This week, President Donald Trump is in Israel, the second stop on his first foreign trip since taking office. On Monday, Trump visited Yad Vashem, Israel's Holocaust memorial, to commemorate the 6 million victims and take part in a wreath-laying ceremony at the Hall of Remembrance.
While there, Trump also left a note, following in the footsteps of other US leaders, including former presidents Barack Obama and George W. Bush, and former Secretary of State Hillary Clinton.
"It is a great honor to be here with all of my friends — so amazing and will never forget!" Trump wrote in a note signed by him and first lady Melania Trump.
See all the notes below:
Obama visited the memorial in July 2008, while he was still a U.S. senator and presidential candidate.
"I am grateful to Yad Vashem and all of those responsible for this remarkable institution," Obama's note in the guest book read. "At a time of great peril and promise, war and strife, we are blessed to have such a powerful reminder of man's potential for great evil, but also our capacity to rise up from tragedy and remake our world."
It continued: "Let our children come here, and know this history, so that they can add their voices to proclaim 'never again.' And may we remember those who perished, not only as victims, but also as individuals who hoped and loved and dreamed like us, and who have become symbols of the human spirit."
Bush visited Yad Vashem in January 2008, shortly before his second term ended.
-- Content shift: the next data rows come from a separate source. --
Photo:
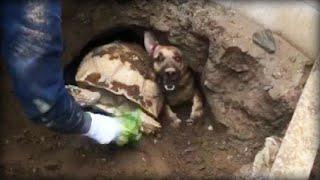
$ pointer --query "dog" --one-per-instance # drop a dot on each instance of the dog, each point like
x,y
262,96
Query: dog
x,y
175,78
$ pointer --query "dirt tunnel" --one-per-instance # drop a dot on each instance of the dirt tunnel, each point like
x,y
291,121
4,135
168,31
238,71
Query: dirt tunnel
x,y
250,95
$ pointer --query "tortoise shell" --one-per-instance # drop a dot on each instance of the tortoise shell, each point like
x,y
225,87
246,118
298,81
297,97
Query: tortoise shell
x,y
123,69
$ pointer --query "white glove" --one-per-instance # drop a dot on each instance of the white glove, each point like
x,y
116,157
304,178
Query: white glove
x,y
103,129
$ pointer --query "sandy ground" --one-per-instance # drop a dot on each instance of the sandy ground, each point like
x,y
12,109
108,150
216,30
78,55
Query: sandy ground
x,y
28,150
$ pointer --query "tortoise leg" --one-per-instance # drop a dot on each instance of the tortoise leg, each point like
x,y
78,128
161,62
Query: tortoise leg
x,y
197,108
149,124
172,116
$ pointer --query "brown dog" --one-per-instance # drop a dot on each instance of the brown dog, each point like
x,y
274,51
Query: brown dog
x,y
175,77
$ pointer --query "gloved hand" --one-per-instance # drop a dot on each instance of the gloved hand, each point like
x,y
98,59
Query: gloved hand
x,y
122,129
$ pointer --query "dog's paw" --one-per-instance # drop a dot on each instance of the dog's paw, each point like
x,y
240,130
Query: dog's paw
x,y
190,121
176,123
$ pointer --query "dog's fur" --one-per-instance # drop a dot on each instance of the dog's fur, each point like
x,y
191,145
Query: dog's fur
x,y
175,78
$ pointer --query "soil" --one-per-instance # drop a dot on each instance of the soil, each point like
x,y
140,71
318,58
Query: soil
x,y
29,151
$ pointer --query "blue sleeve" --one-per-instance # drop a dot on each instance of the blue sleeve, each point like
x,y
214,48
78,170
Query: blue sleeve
x,y
32,48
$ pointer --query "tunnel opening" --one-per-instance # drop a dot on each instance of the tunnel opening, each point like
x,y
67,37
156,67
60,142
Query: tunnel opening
x,y
123,33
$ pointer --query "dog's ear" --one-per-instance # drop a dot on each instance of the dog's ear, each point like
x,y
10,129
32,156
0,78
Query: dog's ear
x,y
150,42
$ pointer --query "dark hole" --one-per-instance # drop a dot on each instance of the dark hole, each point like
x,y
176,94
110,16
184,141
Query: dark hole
x,y
120,33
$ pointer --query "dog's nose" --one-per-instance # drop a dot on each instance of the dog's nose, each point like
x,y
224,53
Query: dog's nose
x,y
169,87
171,73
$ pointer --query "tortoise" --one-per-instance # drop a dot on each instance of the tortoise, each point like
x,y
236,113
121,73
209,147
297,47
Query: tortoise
x,y
118,77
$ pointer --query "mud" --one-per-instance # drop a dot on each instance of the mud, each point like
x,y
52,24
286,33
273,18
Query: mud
x,y
250,95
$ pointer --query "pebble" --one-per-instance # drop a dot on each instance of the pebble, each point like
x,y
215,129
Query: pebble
x,y
52,166
267,87
155,141
265,40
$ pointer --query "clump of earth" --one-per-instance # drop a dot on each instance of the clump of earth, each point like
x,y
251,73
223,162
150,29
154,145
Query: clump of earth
x,y
250,89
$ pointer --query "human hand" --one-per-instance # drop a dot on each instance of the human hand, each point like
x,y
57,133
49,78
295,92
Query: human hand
x,y
123,129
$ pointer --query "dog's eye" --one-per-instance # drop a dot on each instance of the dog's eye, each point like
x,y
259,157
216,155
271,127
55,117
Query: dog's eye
x,y
160,57
178,59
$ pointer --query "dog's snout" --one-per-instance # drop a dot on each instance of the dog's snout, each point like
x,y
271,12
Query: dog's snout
x,y
171,73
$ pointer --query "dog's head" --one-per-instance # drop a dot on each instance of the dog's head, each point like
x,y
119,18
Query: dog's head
x,y
168,63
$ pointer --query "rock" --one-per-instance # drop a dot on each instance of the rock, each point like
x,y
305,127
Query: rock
x,y
264,159
265,40
52,166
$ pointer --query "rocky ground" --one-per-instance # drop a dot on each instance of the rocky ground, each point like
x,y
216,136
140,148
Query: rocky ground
x,y
250,90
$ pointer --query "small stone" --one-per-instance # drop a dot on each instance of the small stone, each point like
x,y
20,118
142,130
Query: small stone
x,y
276,75
267,87
42,139
265,40
34,170
201,168
155,141
52,166
189,149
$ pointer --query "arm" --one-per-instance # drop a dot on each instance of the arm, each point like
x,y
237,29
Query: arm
x,y
32,48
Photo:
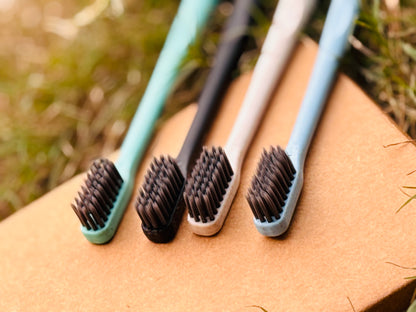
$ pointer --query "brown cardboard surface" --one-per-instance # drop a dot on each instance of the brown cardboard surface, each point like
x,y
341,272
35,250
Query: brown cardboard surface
x,y
334,257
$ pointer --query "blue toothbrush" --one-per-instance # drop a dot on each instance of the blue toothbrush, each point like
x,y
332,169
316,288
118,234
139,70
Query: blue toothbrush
x,y
278,181
108,187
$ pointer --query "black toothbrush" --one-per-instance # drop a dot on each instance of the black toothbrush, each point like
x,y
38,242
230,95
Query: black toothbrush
x,y
160,202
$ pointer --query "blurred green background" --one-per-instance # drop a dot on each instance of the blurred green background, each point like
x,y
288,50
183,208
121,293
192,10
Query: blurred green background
x,y
72,74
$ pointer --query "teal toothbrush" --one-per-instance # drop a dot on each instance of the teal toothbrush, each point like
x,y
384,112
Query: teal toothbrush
x,y
276,187
104,197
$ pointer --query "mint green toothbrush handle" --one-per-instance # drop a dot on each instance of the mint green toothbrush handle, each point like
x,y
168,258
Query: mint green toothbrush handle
x,y
190,19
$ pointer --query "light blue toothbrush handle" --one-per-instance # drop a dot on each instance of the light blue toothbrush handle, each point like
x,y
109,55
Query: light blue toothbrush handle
x,y
338,26
189,20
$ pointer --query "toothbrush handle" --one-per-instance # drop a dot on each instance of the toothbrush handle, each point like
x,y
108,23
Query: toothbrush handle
x,y
288,19
229,51
338,26
189,20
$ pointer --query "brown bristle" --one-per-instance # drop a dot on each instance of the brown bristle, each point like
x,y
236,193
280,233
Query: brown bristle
x,y
160,191
207,185
98,195
271,184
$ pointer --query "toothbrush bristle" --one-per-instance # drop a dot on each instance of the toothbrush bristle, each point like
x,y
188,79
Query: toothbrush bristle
x,y
160,191
97,196
207,184
271,184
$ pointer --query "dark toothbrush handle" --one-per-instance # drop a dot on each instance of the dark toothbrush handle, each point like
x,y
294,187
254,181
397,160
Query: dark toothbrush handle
x,y
228,54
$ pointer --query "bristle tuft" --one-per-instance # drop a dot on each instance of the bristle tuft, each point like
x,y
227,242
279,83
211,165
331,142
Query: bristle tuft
x,y
207,185
160,191
271,184
97,196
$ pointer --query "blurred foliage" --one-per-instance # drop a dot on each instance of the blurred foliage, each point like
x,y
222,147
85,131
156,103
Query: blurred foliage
x,y
72,74
71,77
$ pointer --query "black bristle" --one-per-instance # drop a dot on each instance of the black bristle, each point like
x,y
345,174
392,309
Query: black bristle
x,y
160,191
207,184
97,196
271,184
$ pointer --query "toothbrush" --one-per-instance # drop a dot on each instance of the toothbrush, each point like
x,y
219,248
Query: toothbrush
x,y
160,203
278,182
215,178
108,187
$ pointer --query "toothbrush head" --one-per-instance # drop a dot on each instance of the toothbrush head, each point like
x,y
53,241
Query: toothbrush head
x,y
209,192
159,203
274,191
101,201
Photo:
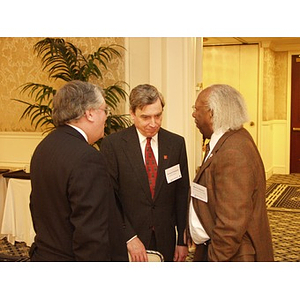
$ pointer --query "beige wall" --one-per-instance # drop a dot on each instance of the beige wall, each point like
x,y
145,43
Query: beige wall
x,y
275,85
19,65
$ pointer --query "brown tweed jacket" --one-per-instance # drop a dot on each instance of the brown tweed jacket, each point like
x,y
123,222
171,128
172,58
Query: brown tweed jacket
x,y
235,216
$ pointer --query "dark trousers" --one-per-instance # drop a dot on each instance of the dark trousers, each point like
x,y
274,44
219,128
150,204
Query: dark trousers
x,y
201,253
152,245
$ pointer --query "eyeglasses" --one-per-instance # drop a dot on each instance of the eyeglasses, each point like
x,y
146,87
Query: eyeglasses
x,y
195,108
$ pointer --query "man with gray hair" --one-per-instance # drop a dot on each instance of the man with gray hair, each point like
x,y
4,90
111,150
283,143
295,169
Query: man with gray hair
x,y
227,214
72,201
149,172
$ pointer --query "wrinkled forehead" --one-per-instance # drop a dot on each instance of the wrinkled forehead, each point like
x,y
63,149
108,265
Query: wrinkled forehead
x,y
202,98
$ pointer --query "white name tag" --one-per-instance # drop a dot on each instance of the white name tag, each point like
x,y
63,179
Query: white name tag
x,y
199,191
173,173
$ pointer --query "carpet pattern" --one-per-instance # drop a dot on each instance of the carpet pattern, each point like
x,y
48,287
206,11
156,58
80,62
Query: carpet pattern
x,y
284,224
283,197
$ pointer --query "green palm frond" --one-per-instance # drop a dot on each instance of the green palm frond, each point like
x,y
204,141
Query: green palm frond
x,y
39,92
115,93
64,61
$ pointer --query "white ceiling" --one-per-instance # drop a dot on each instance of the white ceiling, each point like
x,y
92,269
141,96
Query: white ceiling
x,y
275,43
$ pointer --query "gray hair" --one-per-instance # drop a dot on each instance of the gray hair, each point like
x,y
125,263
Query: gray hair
x,y
73,99
228,107
144,94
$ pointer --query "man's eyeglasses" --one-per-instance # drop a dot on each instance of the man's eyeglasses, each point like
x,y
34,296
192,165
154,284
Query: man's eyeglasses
x,y
195,108
107,110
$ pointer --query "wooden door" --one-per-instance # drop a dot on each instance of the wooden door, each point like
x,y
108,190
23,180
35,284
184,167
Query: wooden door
x,y
237,66
295,116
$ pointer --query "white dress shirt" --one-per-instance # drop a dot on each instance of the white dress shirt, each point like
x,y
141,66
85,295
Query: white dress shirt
x,y
80,131
197,231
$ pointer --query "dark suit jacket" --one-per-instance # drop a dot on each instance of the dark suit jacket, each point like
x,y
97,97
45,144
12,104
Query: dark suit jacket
x,y
72,201
129,177
235,216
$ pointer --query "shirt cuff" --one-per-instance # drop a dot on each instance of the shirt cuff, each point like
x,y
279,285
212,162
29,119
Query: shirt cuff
x,y
131,239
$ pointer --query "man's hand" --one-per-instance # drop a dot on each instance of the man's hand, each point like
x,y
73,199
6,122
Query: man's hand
x,y
137,250
181,253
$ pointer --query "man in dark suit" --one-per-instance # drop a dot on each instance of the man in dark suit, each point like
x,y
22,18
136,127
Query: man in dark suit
x,y
227,215
151,219
72,200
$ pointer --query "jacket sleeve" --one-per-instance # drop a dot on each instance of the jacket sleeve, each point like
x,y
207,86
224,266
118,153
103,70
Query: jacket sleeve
x,y
111,160
89,193
233,188
182,190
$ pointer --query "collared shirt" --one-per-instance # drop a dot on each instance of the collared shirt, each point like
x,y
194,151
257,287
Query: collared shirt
x,y
80,131
197,231
154,145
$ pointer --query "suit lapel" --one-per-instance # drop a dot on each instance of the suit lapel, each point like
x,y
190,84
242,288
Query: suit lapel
x,y
164,152
132,149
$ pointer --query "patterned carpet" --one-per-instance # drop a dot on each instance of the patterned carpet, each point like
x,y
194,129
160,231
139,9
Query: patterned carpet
x,y
284,223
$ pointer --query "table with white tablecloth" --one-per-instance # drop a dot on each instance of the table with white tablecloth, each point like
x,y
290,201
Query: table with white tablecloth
x,y
16,222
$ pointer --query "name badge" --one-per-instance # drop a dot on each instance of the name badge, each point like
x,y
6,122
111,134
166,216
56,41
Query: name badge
x,y
173,173
199,191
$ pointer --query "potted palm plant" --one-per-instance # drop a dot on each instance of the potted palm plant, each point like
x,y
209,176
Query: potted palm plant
x,y
64,61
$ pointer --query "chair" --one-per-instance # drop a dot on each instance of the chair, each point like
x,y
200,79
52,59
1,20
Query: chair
x,y
153,256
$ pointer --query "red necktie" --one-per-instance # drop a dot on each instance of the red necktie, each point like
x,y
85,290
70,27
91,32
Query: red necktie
x,y
151,166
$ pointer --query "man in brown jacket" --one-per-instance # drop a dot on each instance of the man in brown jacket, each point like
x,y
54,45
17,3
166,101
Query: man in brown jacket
x,y
227,214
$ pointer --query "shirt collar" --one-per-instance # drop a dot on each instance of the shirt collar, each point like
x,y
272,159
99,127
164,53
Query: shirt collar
x,y
80,131
142,138
215,138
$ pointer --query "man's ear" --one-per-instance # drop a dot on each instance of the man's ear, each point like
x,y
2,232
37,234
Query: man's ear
x,y
89,114
132,114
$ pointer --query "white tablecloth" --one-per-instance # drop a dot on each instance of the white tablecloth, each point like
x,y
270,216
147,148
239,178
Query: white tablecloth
x,y
17,222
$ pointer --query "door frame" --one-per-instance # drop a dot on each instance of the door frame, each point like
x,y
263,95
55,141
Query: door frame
x,y
288,109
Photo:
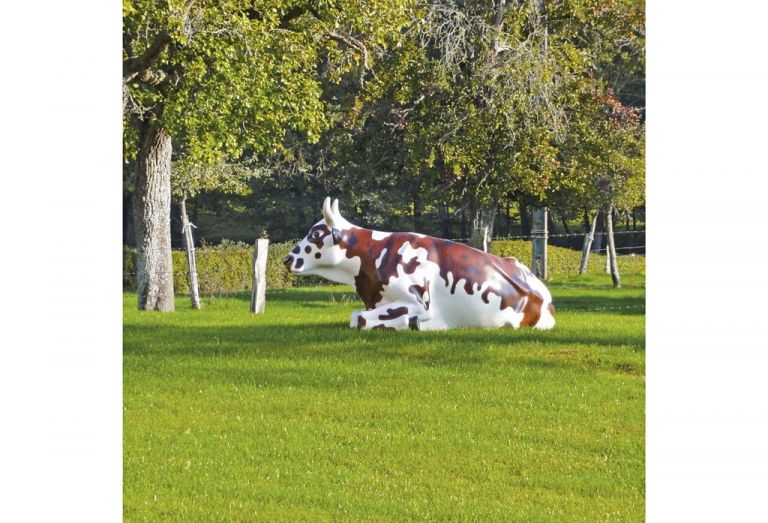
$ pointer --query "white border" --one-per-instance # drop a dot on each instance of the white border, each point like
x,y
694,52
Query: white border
x,y
60,261
707,354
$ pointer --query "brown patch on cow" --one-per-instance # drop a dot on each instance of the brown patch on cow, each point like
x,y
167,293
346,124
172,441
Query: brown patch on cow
x,y
394,313
419,291
318,241
410,267
461,261
532,310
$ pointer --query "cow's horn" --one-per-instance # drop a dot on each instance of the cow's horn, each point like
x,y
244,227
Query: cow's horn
x,y
328,211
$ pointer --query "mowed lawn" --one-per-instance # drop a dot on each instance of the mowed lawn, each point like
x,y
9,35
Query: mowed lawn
x,y
293,416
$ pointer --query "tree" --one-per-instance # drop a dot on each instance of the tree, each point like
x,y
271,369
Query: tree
x,y
220,79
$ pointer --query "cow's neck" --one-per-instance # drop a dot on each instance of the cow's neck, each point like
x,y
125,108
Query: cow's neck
x,y
340,273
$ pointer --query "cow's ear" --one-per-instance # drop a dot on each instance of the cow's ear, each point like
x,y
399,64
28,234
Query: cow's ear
x,y
336,235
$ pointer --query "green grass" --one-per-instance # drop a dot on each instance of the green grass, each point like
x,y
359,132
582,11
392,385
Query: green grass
x,y
291,415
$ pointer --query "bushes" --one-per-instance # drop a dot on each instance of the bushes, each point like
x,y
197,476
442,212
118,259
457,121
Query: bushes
x,y
227,267
565,261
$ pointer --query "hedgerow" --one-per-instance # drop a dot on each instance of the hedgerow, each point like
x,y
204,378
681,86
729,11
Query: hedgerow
x,y
227,267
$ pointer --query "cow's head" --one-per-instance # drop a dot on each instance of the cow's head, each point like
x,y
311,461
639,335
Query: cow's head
x,y
319,249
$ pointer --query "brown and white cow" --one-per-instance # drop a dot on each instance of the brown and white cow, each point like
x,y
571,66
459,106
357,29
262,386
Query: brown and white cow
x,y
409,280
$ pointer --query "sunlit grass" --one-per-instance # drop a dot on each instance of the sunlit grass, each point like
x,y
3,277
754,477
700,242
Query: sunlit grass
x,y
291,415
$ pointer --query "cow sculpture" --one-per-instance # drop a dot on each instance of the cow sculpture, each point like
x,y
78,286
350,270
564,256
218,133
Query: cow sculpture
x,y
409,280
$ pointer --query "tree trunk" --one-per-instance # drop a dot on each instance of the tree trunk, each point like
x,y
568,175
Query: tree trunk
x,y
612,247
483,217
588,243
152,217
189,247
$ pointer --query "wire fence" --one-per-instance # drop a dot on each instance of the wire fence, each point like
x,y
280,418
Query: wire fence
x,y
234,274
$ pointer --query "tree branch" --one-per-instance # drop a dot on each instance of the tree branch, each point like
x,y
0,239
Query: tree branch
x,y
136,64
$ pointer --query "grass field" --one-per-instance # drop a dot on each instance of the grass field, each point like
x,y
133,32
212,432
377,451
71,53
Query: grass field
x,y
292,416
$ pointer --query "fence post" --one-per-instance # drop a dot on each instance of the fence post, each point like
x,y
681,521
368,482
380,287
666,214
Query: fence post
x,y
189,247
539,237
258,293
588,244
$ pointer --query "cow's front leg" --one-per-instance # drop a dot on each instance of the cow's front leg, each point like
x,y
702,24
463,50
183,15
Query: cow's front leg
x,y
396,316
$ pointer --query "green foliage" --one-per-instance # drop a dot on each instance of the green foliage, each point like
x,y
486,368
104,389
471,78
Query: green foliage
x,y
291,415
563,261
226,77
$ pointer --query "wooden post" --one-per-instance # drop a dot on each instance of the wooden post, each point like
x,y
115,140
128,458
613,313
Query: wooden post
x,y
588,244
614,266
189,247
539,237
258,293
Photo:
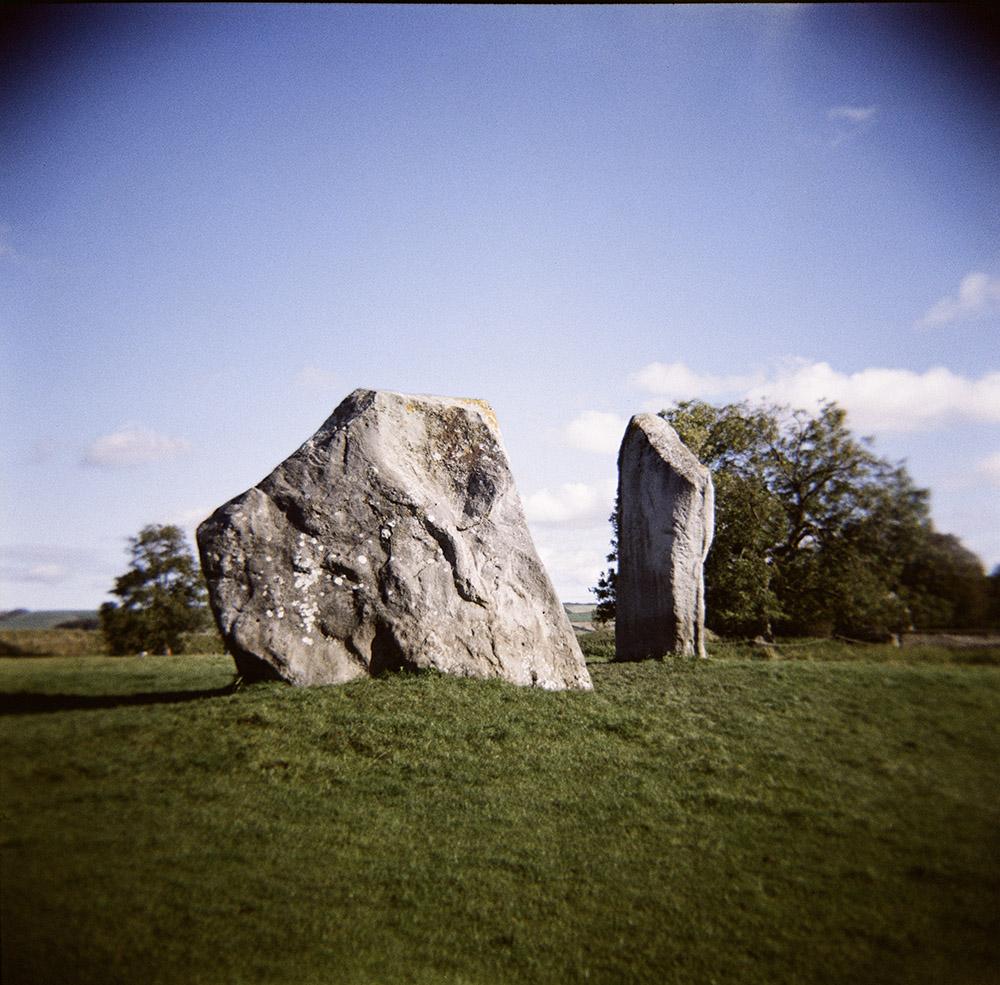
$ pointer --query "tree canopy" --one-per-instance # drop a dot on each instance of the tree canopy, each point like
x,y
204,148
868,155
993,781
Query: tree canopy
x,y
814,532
162,595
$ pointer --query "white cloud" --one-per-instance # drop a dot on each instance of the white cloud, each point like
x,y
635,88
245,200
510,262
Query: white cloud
x,y
134,444
849,121
574,565
854,114
876,399
593,430
978,296
677,381
316,378
572,504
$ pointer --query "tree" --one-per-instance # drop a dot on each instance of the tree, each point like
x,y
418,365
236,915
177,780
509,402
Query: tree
x,y
162,595
813,531
606,589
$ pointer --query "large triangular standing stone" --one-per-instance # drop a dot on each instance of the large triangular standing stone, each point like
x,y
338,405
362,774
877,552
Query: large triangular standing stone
x,y
394,537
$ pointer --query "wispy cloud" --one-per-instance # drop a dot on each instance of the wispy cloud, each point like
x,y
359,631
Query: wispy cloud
x,y
134,444
679,381
978,297
850,121
48,574
593,430
876,398
571,504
He, too, was brief.
"God bless Israel," Bush wrote in his note.
According to the Associated Press, the memorial chairman said Bush had tears in his eyes as he toured the memorial, and he reportedly told Secretary of State Condoleezza Rice that the US should have bombed Auschwitz to stop the genocide.
When first lady Laura Bush visited the memorial in May 2005, she wrote a longer message:
"Each life is precious. Each memory calls us to action to honor those lost. We commit (sic) ourselves to reject hatred and to teach tolerance and live in peace."
Secretary of State in March 2009, following an election in which she competed against Obama for the Democratic nomination for president. It was her first Mideast visit as the top US diplomat.
"Yad Vashem is a testament to the power of truth in the face of denial, the resilience of the human spirit in the face of despair, the triumph of the Jewish people over murder and destruction and a reminder to all people that the lessons of the Holocaust must never be forgotten," Clinton's note read. "God bless Israel and its future."